楽天で学んだ 会社を急成長させるPDCA-S』(日本能率協会マネジメントセンター)

■ 経営者の「今」を伝える

 楽天では、毎週月曜の朝に「朝会」と呼ばれる全社ミーティングが開催されています。創業当初から続く全社会議で、三木谷さんが自ら登壇し、現在の経営課題や自身が抱いている問題意識、注目しているトレンドや考えを社員に向けて語ります。

 一見すると、ただのスピーチのように思えるかもしれません。しかし、この「トップが何を考えているのかをリアルタイムで共有する」という行為には、非常に大きな意味があります。社員にとっては、「会社は今どこに向かおうとしているのか」「自分たちは何を期待されているのか」を肌で感じる貴重な機会となるからです。現に、他の大企業から転職してきた社員からは、「これだけの規模の会社の社長が毎週社員に語りかけるのはこれまで経験がない。
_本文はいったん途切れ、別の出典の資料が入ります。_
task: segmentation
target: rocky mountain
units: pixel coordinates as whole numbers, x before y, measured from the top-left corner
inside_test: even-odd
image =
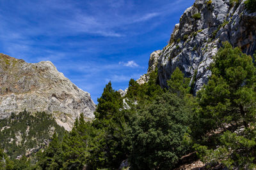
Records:
[[[83,113],[94,118],[95,104],[90,94],[76,87],[50,61],[27,63],[0,54],[0,118],[12,112],[50,113],[57,124],[71,130]]]
[[[195,94],[207,82],[211,74],[209,66],[222,42],[228,41],[253,56],[255,39],[256,13],[246,10],[244,1],[196,0],[175,25],[168,45],[151,54],[148,69],[154,61],[160,85],[165,87],[166,80],[179,67],[186,76],[191,78]],[[143,75],[138,81],[147,81],[147,75]]]

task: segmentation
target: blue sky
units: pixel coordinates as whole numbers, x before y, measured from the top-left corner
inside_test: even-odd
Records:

社長の今の考えを知れるいい機会だ」という声が聞かれました。

 特に重要なのは、「今」というリアルタイム性です

 ビジネスの変化が激しい現代においては、数ヶ月前の戦略や方針はすぐに古くなってしまうこともあります。そのような状況の中で、三木谷さんが「今」考えていることを毎週共有することで、会社全体が「今この瞬間の現実」に対して高い感度を持って動けるようになります。

 この月曜朝会によって、多くの企業で生まれがちな経営と現場の間の情報のズレが、楽天では極めて小さく抑えられています。社員一人ひとりが、トップの思考や方向性を理解した上で、自分の業務の優先順位やアクションを組み立てることができるからです。これが、楽天というスピード感のある組織を支える、大きな仕組みの一つになっています。